Town of Williston, Chittenden County, Vermont

The Town of Williston, population 8,698 (2010), lies ten miles east of the City of Burlington in Chittenden County in northwestern Vermont. Due in part to IBM’s Essex Junction plant, the pressure for new development in the County is relatively high compared with the growth rates for Vermont as a whole. The Town of Williston gets a big share of the new growth because it has a sewer system.

The community is concerned about the impacts of rapid growth, Consequently, the Town adopted quota limits on annual development and approved a general plan designed to preserve park sites, conservation areas, open space and rural character in general by steering growth to development areas served by the sewer system. In 1990, the Town implemented this general plan policy by adopting a transfer of development rights ordinance.

In the original Williston TDR program, sending areas, were designated on the map of the Town’s Open Space Master Plan and included park sites, conservation areas and “prime openland”. Categories of sending sites were matched with categories of receiving sites. For example, development rights from sending sites designated Village Center could only be transferred receiving sites designated as Village Center, Hamlets within Agricultural/Rural Residential zones or to Medium Density Residential. Rights from Medium Density Residential zones can only be transferred to other land zoned Medium Density Residential.

In 2009, Williston adopted a new Unified Development Bylaw containing the provisions described in the Process section below.

Process

In the 2009 version of Williston’s TDR provisions, sending areas can be lands in the ARZD (Agricultural/Rural Residential Zoning District) or parcels in other zoning districts designated as conservation areas in the Town’s Open Space Plan. The transfer ratio is one-to-one, meaning that one additional dwelling unit can be built on a receiving site for each development right precluded from use on a sending site by an approved “instrument of conveyance.”

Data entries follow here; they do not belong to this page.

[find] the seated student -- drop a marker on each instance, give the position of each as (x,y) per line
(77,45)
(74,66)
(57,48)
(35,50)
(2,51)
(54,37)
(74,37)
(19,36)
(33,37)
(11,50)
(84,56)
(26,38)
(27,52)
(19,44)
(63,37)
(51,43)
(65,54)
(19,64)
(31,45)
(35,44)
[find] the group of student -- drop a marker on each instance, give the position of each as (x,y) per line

Receiving areas must be located within the Town’s growth center. Using TDRs, density can increase as follows depending on the receiving site zoning district. Special permission is not needed to achieve bonus density as long as all requirements are followed including the transfer of the necessary number of TDRs.

Receiving Site Zoning Baseline units/acre Maximum unit/acre with TDR
GZDS (Gateway Zoning District North) 7.5 10
MUCZD (Mixed Use Commercial Zoning District) 7.5 15
MURZD (Mixed Use Residential Zoning District) 7.5 15
TCZD (Tafts Corner Zoning District) 7.5 15

Program Status

Between 1990 and 1995, no projects used the TDR provisions. David H. Spitz, former Town Planner, explained that the incentives to use TDR had not been well established and that it was difficult to tell whether there was a market demand for higher density development in the Town. Also, Williston’s annual quota on building permits created a five-year backlog of approved units, which dealt a blow to the chances of creating near-term demand for TDRs.

In 2001, Michael J. Munson, then the Town Planner, explained that the densities available to new developments on receiving sites with transferable rights might not be significantly different from densities that are achievable on the same sites without the transferable rights. As a result, there was little motivation for developers to pay for land in receiving areas, where sewer service is available, and pay for transferable development rights when they did not gain much additional density under the original code.

The TDR provisions in the 2009 version of the Unified Development Bylaw are very simple and offer a meaningful density increase to developers who wish to exceed baseline in the receiving zones. Of course, program success will depend on the number of developers who want to exceed that 7.5 unit per acre baseline once the recession is over and building activity resumes.